La novia de las tres cartas estaba adelante de mí, el hombre atrás de la vitrina la mandó a repetir la tarea, al parecer ella tampoco había enviado antes nada. A mí sólo me dijo que estaba a punto de pagar más de lo que debía, que cambiara de formulario y sin hacer la cola volviera a su vitrina. Yo, que no puedo con las injusticias dejé pasar a los que venían por detrás y volví a hacer la cola. Y pasó la señora del triciclo, el papá de la hija que vive lejos y la anciana del crayón de labios. Ya para entonces quería pasarme a vivir a la oficina del correo, la pintaría de colores y la llenaría de flores.
Mi nuevo amigo me ayudó a terminar mi encomienda, vi la placa en su bolsillo izquierdo y grabé en mis ojos su nombre. David sabía que yo tenía otra pregunta y me dijo en palabras arrastradas de tiempo y cargadas de vivencias, «¿se te ofrece algo más?». Sí, respondí, «¿qué se siente a trabajar en el correo?, ¿qué se siente a ser un ángel que hace posible que lleguen todos los mensajes?» Suspiró y respiró como sólo lo puede hacer alguien que está acostumbrado a exhalar a través de las cuerdas de un reloj y contestó: «si para ti soy un ángel para otros soy el diablo, yo no sé lo que manda la gente, pero sí puedo leer sus ojos. Aquí hay de todo pero en general me gusta. Gente como tú que viene por primera vez son mis favoritos, hay gente que viene todos los días y me gusta cuando lloran o sonríen porque, antes de enviar o después de recibir algo, sus rostros siempre cambian y eso también es parte de mi trabajo, aprender a comprender».

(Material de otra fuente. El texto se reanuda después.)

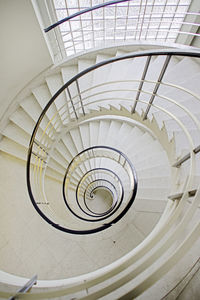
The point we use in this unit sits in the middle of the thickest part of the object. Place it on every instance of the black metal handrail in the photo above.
(147, 54)
(116, 206)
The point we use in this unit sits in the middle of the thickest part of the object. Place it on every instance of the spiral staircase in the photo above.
(110, 142)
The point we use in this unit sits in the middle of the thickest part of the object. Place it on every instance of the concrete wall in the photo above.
(23, 51)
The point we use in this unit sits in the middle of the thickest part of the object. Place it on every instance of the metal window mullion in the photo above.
(177, 5)
(141, 82)
(151, 13)
(79, 94)
(143, 16)
(104, 26)
(161, 19)
(126, 25)
(92, 24)
(115, 25)
(70, 27)
(81, 26)
(164, 68)
(138, 19)
(70, 98)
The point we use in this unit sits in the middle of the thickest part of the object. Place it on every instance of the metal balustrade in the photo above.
(91, 99)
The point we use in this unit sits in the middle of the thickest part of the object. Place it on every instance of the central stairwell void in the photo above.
(111, 142)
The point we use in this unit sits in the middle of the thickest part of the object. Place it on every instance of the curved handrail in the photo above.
(173, 217)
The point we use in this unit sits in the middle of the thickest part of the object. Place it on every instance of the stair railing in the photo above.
(164, 235)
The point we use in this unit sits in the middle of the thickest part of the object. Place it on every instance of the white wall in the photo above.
(23, 51)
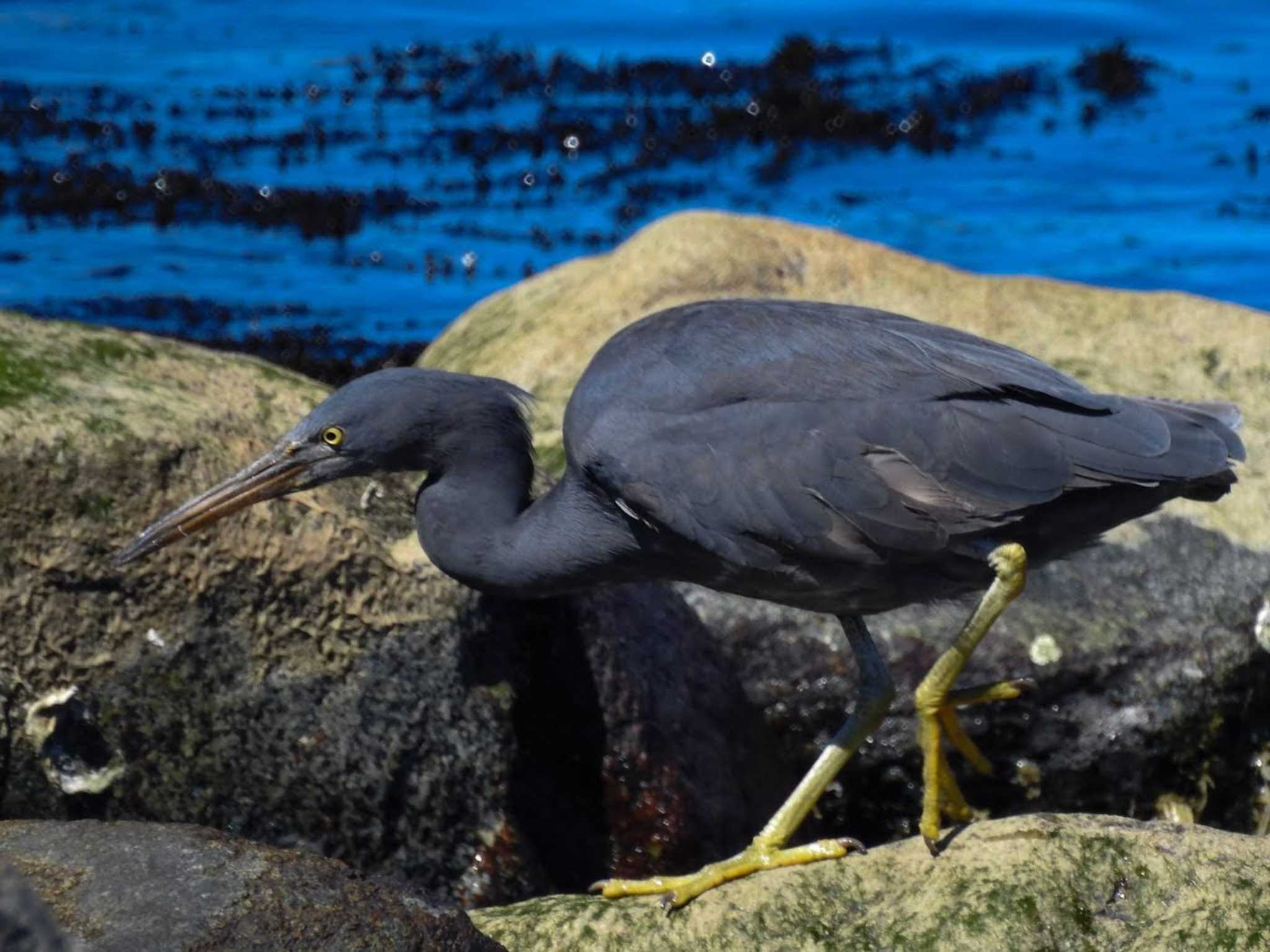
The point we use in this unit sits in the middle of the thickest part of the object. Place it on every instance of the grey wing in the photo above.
(871, 482)
(765, 428)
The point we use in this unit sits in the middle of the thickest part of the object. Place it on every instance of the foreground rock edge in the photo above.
(1030, 883)
(174, 886)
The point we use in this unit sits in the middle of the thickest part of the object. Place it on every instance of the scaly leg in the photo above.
(935, 700)
(768, 850)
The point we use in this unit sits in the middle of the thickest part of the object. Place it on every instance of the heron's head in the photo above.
(399, 419)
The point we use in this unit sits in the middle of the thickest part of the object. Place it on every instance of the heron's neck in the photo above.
(478, 523)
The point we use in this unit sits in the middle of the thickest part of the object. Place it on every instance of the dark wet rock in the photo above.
(303, 678)
(172, 888)
(25, 923)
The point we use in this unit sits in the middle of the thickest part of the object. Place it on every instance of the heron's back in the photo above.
(817, 454)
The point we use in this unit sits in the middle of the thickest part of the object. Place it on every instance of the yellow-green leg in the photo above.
(768, 850)
(936, 701)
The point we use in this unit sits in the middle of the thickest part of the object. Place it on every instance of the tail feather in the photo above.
(1193, 428)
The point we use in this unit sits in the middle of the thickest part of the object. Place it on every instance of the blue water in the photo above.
(1170, 190)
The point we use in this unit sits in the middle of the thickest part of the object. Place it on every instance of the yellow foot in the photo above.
(677, 890)
(936, 702)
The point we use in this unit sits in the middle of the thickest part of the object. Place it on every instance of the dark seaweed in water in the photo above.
(1114, 73)
(315, 352)
(536, 135)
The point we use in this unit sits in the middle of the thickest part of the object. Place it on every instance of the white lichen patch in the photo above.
(42, 715)
(66, 769)
(1261, 625)
(1044, 650)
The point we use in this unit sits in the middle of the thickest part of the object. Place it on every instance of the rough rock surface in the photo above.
(179, 889)
(299, 676)
(1152, 654)
(1030, 884)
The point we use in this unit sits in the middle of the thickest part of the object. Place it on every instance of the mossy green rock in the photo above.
(1036, 884)
(300, 674)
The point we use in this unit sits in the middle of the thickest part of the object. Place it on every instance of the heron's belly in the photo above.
(854, 589)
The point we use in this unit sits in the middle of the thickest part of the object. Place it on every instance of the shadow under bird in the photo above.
(830, 457)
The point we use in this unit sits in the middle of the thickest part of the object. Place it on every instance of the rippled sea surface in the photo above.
(352, 177)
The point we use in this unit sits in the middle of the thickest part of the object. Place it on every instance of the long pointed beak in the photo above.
(272, 475)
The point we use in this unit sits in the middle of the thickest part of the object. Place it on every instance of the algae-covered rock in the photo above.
(184, 889)
(1032, 884)
(300, 674)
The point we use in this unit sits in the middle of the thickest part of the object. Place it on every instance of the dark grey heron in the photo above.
(835, 459)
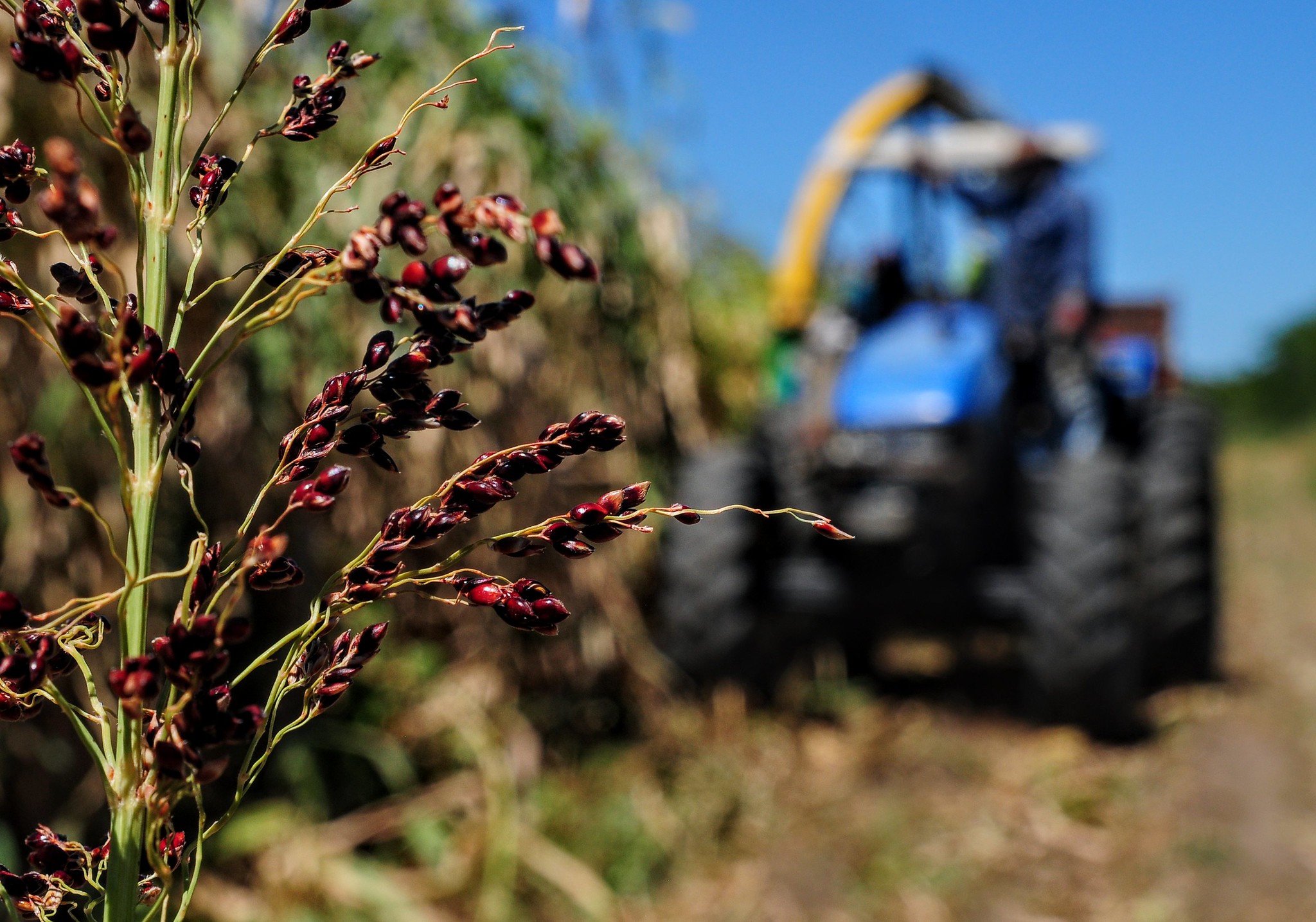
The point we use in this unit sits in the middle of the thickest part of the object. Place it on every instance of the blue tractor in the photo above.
(915, 432)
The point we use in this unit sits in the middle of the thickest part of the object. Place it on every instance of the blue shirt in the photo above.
(1048, 246)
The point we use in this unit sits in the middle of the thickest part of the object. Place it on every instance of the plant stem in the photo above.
(128, 806)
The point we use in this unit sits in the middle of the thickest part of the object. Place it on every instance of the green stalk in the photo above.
(128, 805)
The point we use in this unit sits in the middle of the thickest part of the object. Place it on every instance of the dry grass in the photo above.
(882, 809)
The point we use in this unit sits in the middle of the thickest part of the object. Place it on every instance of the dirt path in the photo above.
(916, 812)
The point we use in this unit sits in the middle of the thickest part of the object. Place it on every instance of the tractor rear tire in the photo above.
(712, 617)
(1178, 544)
(1081, 646)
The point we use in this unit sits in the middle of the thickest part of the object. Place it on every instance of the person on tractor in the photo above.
(1041, 287)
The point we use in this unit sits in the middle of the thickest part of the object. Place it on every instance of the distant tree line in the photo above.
(1279, 394)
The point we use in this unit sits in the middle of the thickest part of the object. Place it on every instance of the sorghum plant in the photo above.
(162, 723)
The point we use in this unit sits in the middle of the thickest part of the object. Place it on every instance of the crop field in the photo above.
(921, 806)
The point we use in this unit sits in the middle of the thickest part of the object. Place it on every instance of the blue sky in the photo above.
(1205, 188)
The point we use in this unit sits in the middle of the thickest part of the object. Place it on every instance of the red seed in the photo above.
(589, 513)
(416, 275)
(487, 594)
(830, 530)
(686, 517)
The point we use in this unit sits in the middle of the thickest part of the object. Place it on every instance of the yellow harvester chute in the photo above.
(824, 187)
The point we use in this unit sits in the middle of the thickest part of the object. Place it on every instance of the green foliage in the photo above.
(1278, 396)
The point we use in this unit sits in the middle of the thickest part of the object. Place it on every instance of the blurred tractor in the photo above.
(909, 423)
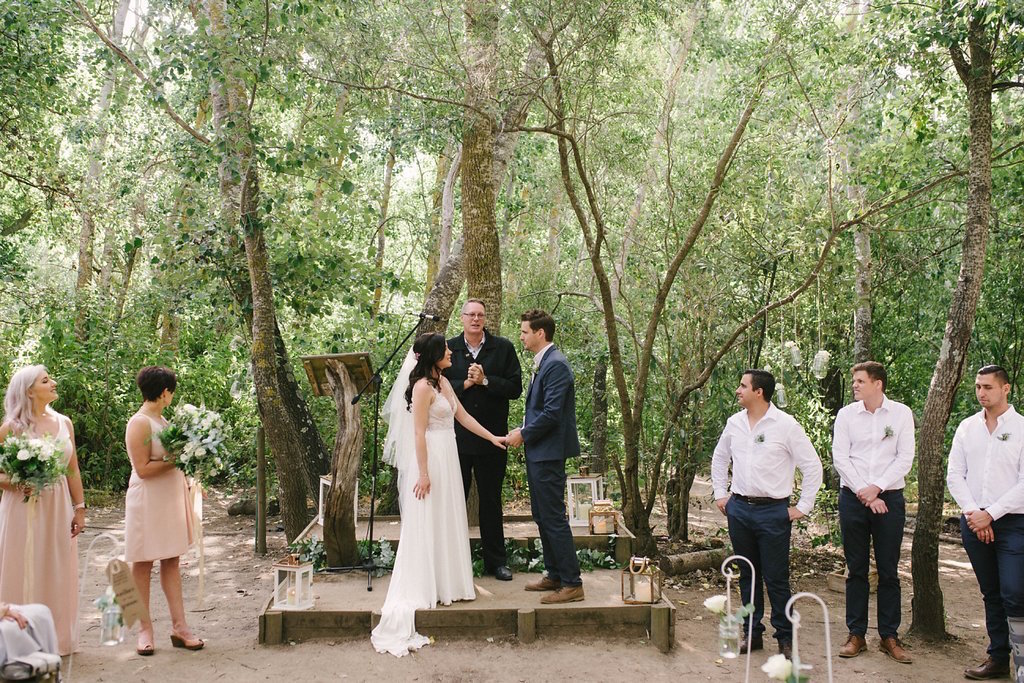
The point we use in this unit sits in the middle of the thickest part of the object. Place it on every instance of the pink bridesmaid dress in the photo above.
(52, 567)
(158, 519)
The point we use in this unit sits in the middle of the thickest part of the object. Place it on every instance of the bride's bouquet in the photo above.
(194, 437)
(32, 461)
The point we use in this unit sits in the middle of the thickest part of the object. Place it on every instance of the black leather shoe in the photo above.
(757, 643)
(987, 670)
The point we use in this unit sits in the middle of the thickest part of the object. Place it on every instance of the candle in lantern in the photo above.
(643, 591)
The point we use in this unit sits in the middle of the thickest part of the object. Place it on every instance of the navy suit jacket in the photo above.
(549, 430)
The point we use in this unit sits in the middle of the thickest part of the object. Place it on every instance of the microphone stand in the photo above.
(369, 565)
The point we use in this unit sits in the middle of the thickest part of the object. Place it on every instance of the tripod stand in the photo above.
(369, 565)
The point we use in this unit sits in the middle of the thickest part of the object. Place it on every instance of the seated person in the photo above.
(26, 630)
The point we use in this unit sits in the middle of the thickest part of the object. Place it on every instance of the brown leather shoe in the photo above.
(891, 646)
(544, 584)
(986, 670)
(854, 645)
(564, 594)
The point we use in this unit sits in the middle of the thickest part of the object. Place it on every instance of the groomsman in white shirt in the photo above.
(872, 451)
(764, 445)
(985, 476)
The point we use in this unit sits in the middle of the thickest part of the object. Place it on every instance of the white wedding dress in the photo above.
(433, 562)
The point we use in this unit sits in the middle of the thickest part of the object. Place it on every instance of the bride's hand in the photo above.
(422, 486)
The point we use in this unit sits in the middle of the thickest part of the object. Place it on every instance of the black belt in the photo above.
(760, 500)
(888, 491)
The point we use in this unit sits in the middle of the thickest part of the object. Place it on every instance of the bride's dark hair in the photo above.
(429, 348)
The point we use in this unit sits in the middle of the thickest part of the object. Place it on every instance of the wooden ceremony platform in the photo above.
(344, 608)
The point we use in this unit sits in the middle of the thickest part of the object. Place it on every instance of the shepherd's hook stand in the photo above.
(81, 584)
(794, 616)
(729, 575)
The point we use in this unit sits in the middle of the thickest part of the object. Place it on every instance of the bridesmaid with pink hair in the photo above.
(158, 518)
(38, 545)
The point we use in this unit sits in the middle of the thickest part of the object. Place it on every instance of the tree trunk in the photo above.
(339, 523)
(599, 432)
(975, 71)
(90, 191)
(276, 397)
(483, 260)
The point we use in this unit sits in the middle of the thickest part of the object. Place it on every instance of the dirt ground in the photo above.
(238, 584)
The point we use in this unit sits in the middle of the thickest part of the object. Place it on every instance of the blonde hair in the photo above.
(16, 403)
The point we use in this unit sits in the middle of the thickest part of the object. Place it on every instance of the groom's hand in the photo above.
(514, 438)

Y en 30 minutos mi vida cambió para siempre. No creo volver a poner un pie en una discoteca, ahora tengo una alcancía para no ir a los bancos, pero al servicio de correo sí que vuelvo, mejor si con David pero si ya no lo encuentro, él ya hizo su tarea y ahora estoy lista para enviar todas las cartas que no he enviado. ¡A enviar sus direcciones!